From: Jakub Kicinski
Date: Thu Dec 22 2022 - 17:13:07 EST


In networking we try to keep Tx packet queues small, so we limit
how many bytes a socket may packetize and queue up. Tx completions
(from NAPI) notify the sockets when packets have left the system
(NIC Tx completion) and the socket schedules a tasklet to queue
the next batch of frames.

This leads to a situation where we go thru the softirq loop twice.
First round we have pending = NET (from the NIC IRQ/NAPI), and
the second iteration has pending = TASKLET (the socket tasklet).

On two web workloads I looked at this condition accounts for 10%
and 23% of all ksoftirqd wake ups respectively.
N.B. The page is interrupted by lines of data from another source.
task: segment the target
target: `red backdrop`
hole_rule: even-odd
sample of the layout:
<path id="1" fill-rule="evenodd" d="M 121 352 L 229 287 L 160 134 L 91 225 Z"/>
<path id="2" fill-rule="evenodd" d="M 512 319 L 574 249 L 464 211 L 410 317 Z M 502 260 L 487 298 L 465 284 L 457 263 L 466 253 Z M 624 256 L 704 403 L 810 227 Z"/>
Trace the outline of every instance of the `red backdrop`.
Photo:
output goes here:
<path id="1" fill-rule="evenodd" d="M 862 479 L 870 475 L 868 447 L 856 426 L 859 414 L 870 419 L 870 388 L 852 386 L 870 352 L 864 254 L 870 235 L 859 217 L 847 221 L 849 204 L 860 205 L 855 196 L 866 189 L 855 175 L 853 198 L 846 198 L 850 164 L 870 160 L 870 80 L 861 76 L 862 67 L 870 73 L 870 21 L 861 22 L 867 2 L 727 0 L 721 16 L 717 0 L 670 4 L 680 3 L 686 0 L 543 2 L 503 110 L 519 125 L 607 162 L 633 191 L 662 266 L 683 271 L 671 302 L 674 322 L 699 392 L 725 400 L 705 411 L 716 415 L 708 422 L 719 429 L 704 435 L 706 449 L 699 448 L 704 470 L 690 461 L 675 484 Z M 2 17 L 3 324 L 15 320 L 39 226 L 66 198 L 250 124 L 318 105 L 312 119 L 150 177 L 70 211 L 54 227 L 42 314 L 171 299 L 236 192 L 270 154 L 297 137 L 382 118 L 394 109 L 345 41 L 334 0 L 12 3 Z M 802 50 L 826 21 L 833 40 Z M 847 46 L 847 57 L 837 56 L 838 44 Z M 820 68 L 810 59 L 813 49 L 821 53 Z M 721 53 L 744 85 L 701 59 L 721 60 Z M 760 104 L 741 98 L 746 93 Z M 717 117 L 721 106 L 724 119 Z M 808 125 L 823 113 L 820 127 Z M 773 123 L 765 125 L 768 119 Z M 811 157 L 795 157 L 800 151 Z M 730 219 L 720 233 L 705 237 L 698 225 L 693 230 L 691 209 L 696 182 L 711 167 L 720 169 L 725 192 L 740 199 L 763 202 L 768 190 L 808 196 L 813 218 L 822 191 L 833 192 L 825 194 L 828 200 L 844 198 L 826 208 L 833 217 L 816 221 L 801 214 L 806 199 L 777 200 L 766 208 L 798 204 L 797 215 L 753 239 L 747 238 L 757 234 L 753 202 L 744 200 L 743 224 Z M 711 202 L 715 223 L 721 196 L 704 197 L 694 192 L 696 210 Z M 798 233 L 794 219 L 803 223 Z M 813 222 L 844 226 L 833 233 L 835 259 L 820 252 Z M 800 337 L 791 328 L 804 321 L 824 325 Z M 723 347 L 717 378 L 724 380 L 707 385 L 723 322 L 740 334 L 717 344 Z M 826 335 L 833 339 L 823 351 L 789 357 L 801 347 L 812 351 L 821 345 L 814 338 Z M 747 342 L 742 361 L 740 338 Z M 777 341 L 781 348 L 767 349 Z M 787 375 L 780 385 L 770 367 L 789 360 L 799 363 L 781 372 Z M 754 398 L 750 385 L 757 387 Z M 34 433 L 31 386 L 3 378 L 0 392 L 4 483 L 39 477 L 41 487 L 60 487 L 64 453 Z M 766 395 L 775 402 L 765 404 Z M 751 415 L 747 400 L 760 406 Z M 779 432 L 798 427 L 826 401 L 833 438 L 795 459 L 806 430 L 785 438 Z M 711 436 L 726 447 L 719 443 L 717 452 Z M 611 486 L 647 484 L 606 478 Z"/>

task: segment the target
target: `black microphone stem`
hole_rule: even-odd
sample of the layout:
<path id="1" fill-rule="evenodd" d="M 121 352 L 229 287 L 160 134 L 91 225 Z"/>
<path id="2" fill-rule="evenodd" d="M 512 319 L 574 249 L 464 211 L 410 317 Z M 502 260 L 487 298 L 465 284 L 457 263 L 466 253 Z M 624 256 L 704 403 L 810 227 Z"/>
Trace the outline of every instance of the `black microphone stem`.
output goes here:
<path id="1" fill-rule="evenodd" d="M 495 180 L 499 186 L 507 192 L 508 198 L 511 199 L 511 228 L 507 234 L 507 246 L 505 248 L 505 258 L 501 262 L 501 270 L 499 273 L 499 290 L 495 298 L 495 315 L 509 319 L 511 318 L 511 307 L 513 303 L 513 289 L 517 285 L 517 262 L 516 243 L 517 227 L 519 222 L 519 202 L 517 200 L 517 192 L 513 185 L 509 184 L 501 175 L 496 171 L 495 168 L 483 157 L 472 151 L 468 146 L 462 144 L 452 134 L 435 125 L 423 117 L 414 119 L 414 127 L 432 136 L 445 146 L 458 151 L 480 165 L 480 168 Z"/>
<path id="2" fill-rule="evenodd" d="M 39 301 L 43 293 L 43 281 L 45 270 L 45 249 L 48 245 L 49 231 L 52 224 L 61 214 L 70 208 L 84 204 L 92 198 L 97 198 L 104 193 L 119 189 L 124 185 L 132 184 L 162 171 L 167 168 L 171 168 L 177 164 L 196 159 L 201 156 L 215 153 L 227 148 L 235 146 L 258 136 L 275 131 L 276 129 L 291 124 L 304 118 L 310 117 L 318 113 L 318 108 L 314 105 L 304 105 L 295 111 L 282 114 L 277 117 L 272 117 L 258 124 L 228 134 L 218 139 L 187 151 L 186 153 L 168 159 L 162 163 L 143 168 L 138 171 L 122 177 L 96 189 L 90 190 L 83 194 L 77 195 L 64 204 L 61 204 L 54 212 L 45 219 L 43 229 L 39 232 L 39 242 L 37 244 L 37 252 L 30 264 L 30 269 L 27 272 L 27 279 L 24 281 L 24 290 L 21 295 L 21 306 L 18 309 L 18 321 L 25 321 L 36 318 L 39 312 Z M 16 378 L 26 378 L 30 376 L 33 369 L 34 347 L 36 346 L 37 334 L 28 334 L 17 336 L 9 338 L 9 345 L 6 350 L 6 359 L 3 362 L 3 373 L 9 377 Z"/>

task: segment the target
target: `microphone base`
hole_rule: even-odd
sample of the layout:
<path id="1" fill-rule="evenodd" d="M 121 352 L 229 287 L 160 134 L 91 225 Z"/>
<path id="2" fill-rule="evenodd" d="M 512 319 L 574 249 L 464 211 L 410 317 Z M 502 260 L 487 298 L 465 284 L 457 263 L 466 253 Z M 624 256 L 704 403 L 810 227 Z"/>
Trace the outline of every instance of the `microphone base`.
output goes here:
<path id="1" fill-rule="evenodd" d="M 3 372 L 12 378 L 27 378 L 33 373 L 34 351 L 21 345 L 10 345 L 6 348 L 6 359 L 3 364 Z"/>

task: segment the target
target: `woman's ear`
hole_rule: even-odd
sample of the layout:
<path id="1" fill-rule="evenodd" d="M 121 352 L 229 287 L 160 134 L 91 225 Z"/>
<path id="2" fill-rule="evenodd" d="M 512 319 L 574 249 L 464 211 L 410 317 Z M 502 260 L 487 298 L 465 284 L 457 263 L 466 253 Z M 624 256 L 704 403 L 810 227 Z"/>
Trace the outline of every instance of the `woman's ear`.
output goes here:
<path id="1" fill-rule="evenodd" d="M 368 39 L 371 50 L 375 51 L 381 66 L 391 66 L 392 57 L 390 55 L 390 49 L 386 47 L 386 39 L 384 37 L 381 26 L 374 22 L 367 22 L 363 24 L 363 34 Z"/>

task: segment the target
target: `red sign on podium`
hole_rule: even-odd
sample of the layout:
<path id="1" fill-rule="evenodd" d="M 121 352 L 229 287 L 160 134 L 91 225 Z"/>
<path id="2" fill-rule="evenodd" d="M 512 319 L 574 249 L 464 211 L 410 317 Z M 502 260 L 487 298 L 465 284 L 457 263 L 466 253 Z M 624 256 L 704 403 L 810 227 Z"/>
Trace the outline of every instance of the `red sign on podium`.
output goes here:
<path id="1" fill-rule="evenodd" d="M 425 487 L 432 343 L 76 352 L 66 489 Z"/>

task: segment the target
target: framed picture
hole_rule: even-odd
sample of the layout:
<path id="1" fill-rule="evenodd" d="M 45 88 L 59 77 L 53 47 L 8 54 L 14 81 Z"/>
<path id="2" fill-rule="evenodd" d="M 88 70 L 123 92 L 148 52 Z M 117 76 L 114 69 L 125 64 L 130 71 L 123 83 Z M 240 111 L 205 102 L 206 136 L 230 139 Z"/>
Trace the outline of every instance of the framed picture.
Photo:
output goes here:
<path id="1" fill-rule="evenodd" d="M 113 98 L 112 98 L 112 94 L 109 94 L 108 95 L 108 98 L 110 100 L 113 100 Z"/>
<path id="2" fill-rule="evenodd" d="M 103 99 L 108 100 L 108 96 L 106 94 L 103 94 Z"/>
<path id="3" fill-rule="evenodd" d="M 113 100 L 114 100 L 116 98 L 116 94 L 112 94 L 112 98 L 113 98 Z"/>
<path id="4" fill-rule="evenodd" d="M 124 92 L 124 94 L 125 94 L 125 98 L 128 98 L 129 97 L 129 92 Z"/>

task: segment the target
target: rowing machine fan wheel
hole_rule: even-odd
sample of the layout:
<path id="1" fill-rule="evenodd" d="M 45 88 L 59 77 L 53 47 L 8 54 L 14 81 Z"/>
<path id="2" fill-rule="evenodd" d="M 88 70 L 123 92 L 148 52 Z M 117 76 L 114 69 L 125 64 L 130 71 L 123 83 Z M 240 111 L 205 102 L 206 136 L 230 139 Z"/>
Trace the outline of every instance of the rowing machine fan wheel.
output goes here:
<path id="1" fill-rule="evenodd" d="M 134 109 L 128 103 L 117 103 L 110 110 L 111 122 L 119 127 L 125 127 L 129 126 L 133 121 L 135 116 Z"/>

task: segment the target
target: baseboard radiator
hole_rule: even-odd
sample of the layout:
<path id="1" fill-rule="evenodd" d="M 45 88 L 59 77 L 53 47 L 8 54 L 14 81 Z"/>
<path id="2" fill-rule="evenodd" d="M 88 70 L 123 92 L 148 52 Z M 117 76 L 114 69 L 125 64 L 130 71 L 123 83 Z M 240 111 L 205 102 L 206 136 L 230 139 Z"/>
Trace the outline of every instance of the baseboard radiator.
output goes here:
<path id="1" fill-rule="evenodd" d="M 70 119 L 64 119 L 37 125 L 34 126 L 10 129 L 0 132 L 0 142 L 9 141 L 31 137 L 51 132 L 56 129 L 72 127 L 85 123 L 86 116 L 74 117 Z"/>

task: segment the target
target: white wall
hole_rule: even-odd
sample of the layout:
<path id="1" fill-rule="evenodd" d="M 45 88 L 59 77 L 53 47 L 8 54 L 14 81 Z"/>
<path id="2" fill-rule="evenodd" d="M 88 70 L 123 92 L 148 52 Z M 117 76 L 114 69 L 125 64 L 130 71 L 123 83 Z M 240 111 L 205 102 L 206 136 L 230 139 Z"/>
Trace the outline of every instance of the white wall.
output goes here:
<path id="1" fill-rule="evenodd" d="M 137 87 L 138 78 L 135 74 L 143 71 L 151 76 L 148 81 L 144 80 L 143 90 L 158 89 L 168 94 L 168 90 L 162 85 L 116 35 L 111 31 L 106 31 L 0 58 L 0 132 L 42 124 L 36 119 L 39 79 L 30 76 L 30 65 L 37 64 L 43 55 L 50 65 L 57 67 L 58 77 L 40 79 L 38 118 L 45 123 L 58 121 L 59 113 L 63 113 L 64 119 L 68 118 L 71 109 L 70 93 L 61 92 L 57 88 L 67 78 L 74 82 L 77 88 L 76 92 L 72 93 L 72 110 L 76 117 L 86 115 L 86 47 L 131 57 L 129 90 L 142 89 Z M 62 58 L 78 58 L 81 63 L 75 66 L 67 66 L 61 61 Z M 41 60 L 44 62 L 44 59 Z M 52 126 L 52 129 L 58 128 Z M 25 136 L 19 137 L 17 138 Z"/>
We run NAPI
which wakes some process up, we hit need_resched() and wake up
ksoftirqd just to run the TSQ (TCP small queues) tasklet.

Tweak the need_resched() condition to be ignored if all pending
softIRQs are "non-deferred". The tasklet would run relatively
soon, anyway, but once ksoftirqd is woken we're risking stalls.

I did not see any negative impact on the latency in an RR test
on a loaded machine with this change applied.

Signed-off-by: Jakub Kicinski <kuba@xxxxxxxxxx>
---
kernel/softirq.c | 2 +-
1 file changed, 1 insertion(+), 1 deletion(-)

diff --git a/kernel/softirq.c b/kernel/softirq.c
index ad200d386ec1..4ac59ffb0d55 100644
--- a/kernel/softirq.c
+++ b/kernel/softirq.c
@@ -601,7 +601,7 @@ asmlinkage __visible void __softirq_entry __do_softirq(void)

if (time_is_before_eq_jiffies(end) || !--max_restart)
limit = SOFTIRQ_OVERLOAD_TIME;
- else if (need_resched())
+ else if (need_resched() && pending & ~SOFTIRQ_NOW_MASK)
limit = SOFTIRQ_DEFER_TIME;
else
goto restart;
--
2.38.1